著者 山口恵以子さん
昭和の古き良き世界を描くことと、
食べ物の描写がとっても素敵です
情感たっぷりに描くため、すぐ世界に引き込まれてしまいます。
他には、
『食堂のおばちゃん』シリーズ
『婚活食堂』シリーズ
『さち子のお助けご飯』
ずっと、拝読してます。
こちらのお話は、昭和30年代の、大手映画会社に、ひょんなことから照明の仕事に就いた男性が主人公です。
この頃は、映画が娯楽の黄金時代。
みんな、頑張れば、良くなるという期待があり、今の時代のような閉塞感はなし。
映画会社は、全員、正職員。
「 お疲れ」という、撮影終了のボーナス。
でも、女性差別、師弟制度、公証の遊郭、人間関係の濃厚さ、
生きやすいことばかりでもない。
昔は良かった、というのは、不平等な時代でも、頑張れば何とかなる、という期待感があったからなのかな、と思います。

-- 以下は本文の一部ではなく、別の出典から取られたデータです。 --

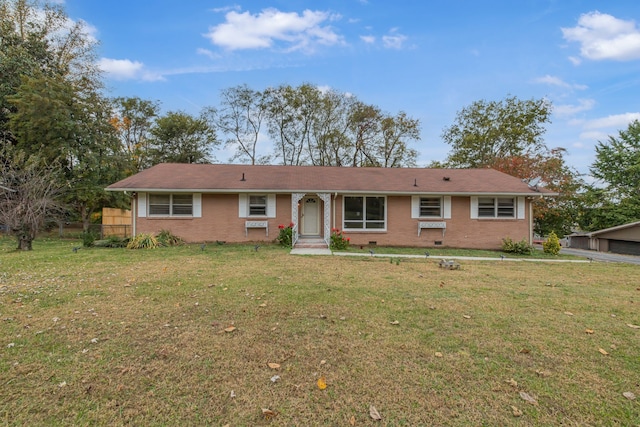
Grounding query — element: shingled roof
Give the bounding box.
[107,163,551,196]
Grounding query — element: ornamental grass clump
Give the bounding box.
[331,228,351,251]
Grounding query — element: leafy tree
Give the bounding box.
[110,97,160,175]
[216,85,268,165]
[0,0,102,144]
[442,96,551,168]
[0,147,64,251]
[578,120,640,231]
[149,112,218,165]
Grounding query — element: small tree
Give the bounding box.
[542,231,560,255]
[0,150,63,251]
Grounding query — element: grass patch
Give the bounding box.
[0,239,640,426]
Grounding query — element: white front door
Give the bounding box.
[300,197,320,236]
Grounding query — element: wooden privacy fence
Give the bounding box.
[102,208,131,238]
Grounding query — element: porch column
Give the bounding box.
[291,193,305,246]
[318,193,331,245]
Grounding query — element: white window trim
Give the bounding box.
[137,192,202,218]
[470,196,525,220]
[238,193,276,218]
[411,194,451,219]
[342,194,389,233]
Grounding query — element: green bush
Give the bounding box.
[542,231,560,255]
[127,233,160,249]
[80,231,100,248]
[331,228,351,251]
[276,223,295,248]
[156,230,184,246]
[502,237,534,255]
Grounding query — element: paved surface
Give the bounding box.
[560,248,640,265]
[291,248,640,265]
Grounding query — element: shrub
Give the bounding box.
[331,228,351,251]
[276,223,295,248]
[156,230,184,246]
[542,231,560,255]
[127,233,160,249]
[502,237,534,255]
[80,231,100,248]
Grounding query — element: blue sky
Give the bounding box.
[59,0,640,173]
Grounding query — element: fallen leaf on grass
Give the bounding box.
[317,376,327,390]
[369,405,382,421]
[520,391,538,406]
[262,408,278,420]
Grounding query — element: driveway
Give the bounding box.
[560,248,640,265]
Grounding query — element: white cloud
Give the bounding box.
[553,99,596,117]
[205,8,343,51]
[533,74,587,90]
[382,28,407,49]
[584,113,640,129]
[98,58,163,81]
[360,36,376,44]
[562,11,640,64]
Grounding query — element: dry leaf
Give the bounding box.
[369,405,382,421]
[520,391,538,406]
[511,406,522,417]
[318,376,327,390]
[262,408,278,420]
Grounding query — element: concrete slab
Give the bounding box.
[290,248,333,255]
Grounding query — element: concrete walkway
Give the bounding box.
[291,248,640,265]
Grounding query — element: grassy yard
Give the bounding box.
[0,239,640,426]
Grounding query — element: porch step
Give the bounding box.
[296,238,328,249]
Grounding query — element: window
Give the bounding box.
[249,194,267,216]
[344,196,386,230]
[478,197,516,218]
[149,194,193,216]
[420,197,442,218]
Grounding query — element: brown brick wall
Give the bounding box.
[136,194,529,249]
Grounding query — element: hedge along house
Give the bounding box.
[107,164,550,249]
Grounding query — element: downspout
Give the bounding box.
[331,192,338,230]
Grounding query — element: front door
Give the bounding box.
[300,196,320,236]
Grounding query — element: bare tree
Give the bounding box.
[0,153,64,251]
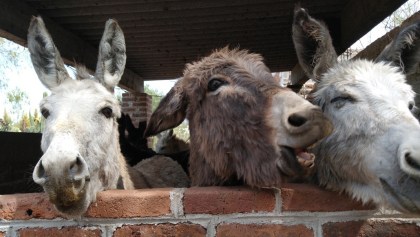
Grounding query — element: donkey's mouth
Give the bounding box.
[278,146,315,177]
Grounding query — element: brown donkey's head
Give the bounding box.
[145,48,331,187]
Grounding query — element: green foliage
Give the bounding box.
[174,121,190,142]
[144,85,163,111]
[0,38,22,90]
[7,88,29,120]
[0,109,44,132]
[0,109,13,132]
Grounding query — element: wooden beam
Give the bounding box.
[0,0,144,92]
[355,11,420,60]
[337,0,407,51]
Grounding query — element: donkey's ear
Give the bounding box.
[125,114,137,134]
[28,17,70,89]
[95,19,126,92]
[375,22,420,74]
[292,6,337,80]
[144,82,188,137]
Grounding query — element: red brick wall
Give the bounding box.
[0,184,420,237]
[121,92,152,127]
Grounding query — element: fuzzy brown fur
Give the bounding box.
[145,48,332,187]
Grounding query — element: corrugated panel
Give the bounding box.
[26,0,402,80]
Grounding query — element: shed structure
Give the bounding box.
[0,0,406,92]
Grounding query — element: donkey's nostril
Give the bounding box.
[405,152,420,170]
[32,160,47,185]
[287,114,308,127]
[70,156,83,174]
[36,161,45,178]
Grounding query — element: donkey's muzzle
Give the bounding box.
[32,152,90,207]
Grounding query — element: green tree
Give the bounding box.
[7,88,29,121]
[18,113,31,132]
[0,109,13,132]
[0,37,22,90]
[144,85,163,111]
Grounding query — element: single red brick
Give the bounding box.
[216,224,314,237]
[19,227,101,237]
[184,187,276,214]
[281,184,375,212]
[113,224,206,237]
[0,193,61,220]
[322,220,420,237]
[86,188,171,218]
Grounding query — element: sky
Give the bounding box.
[0,0,420,117]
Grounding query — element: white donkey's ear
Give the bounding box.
[375,22,420,74]
[292,6,337,80]
[95,19,126,92]
[28,17,71,89]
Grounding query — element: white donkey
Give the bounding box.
[28,17,133,217]
[293,8,420,213]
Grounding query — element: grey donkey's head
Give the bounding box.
[293,8,420,213]
[28,17,131,216]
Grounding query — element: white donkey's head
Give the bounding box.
[28,17,130,216]
[293,9,420,213]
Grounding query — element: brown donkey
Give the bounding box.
[145,48,331,187]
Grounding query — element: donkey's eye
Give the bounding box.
[101,107,112,118]
[330,95,354,104]
[330,95,355,109]
[408,102,414,110]
[207,78,227,91]
[41,108,50,118]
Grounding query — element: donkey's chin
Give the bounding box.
[379,177,420,215]
[277,146,315,180]
[47,187,90,218]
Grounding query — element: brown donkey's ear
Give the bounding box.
[292,6,337,81]
[144,79,188,137]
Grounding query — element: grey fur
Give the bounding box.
[293,8,420,213]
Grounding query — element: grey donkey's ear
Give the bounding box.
[375,21,420,74]
[292,6,337,80]
[28,17,70,89]
[95,19,126,92]
[144,79,188,137]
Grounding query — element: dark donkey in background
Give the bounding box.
[145,48,331,187]
[118,113,190,174]
[293,7,420,213]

そして、映画界の頂点から奈落へ転落する、昭和30年代。
33年には、年間観客動員数11億人強。
35年には、10億人、翌年からは、9億人、7億人、5億人と減り続け、
38年には、半減。
48年には、2億人を割ると、一度も2億人を回復しないまま、現在に至っています。
ちなみに、wikiでは、
『千と千尋の神隠し』が1位で、
動員数が2352万人だそうです。
11億人の数字がいかに化け物か、驚愕の人数
時代は、テレビに移り、今の世の中に繋がっていきます。
私自身、映画に行くのは、ちょっと贅沢な感じがしてしまって
ちょっと待てば、アマプラや、テレビで見れるから。
でも、映画館で、大画面の迫力と音はいいなと思うし、一人で映画に集中して浸れるのは幸せだと思います。
色々と思いは巡り、納得のいくラストでした。
この主人公の人生、最高じゃないか!
よろしければ、ご一読くださいませ。